I was running the Genesis Framework and Magazine child-theme, a pair I bought access to waaaaaay back in the day for my old blogging efforts. There is a great deal to love about the Genesis Framework, some parts I’m already missing even — but even the newly released themes seem so… outdated.

Both are screenshots the main index page. But before entire posts were displayed, now using an excerpt display.
There are some differences shown in the ‘old’ from what was actually present though. e.g., the Social icons didn’t wrap (there was one less! More on that soon), and I had a ‘Featured Posts’ carousel.

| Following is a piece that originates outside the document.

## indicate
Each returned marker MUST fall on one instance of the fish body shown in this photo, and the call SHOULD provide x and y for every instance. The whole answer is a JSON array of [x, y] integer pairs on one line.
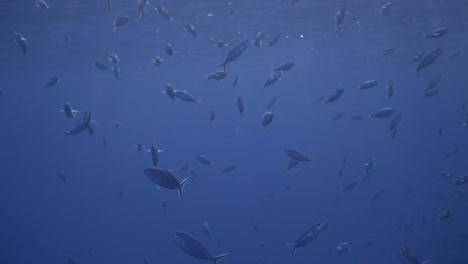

I’m possibly far from done, but I’ve setup my new theme (OceanWP if you’re wondering) enough that I’m happy with it for the time being. It has been something of a revelation how many more components and areas of configuration it adds to the WordPress ‘customiser’ compared to the old Genesis themes though. To change typographic elements before I had to find their reference in the CSS files and edit by hand. Now it’s all menu driven!

I’ve been researching Divi and Elementor rather extensively. I’m talking multiple 2-3 hour videos of tutorials to see how things are constructed and end results. Answer so far? Inconclusive. Elementor does have a free basic version which is pretty powerful for pages, but adjusting how blog archives and posts work is locked into the Pro edition.

Both of them are more aimed at complete site design rather than ‘just’ a blog, so they’re very likely overkill for what I want… But… I haven’t quite shaken the desire to grab them entirely yet. ;)

Polls! As a Blog Reader…

…Do you like ‘Infinite Scrolling‘? How about Excerpts vs. Full Posts? Or do you not care how a blog presents on the web, because you use WP Reader, Feedly or some other off-site solution?

Those are the questions I pose, and I would love your input! Click through below to add your voice to the poll.

I’ll give this a few days or so then share the results for everyone. :)

Suddenly a Wild Facebook Appears

…I don’t yet know if it will be super effective.

I’m not expecting too much though, as I don’t plan on expending a lot of effort on it. I created the page, and linked the blog to it to auto-crosspost, but that’s it.

I’m also still a little uneasy that the page belongs to my actual Facebook account, being honest. But we’ll see how it goes. Twitter will still absolutely be my preferred social communication channel, and I could stand to be more active there as it is. ;)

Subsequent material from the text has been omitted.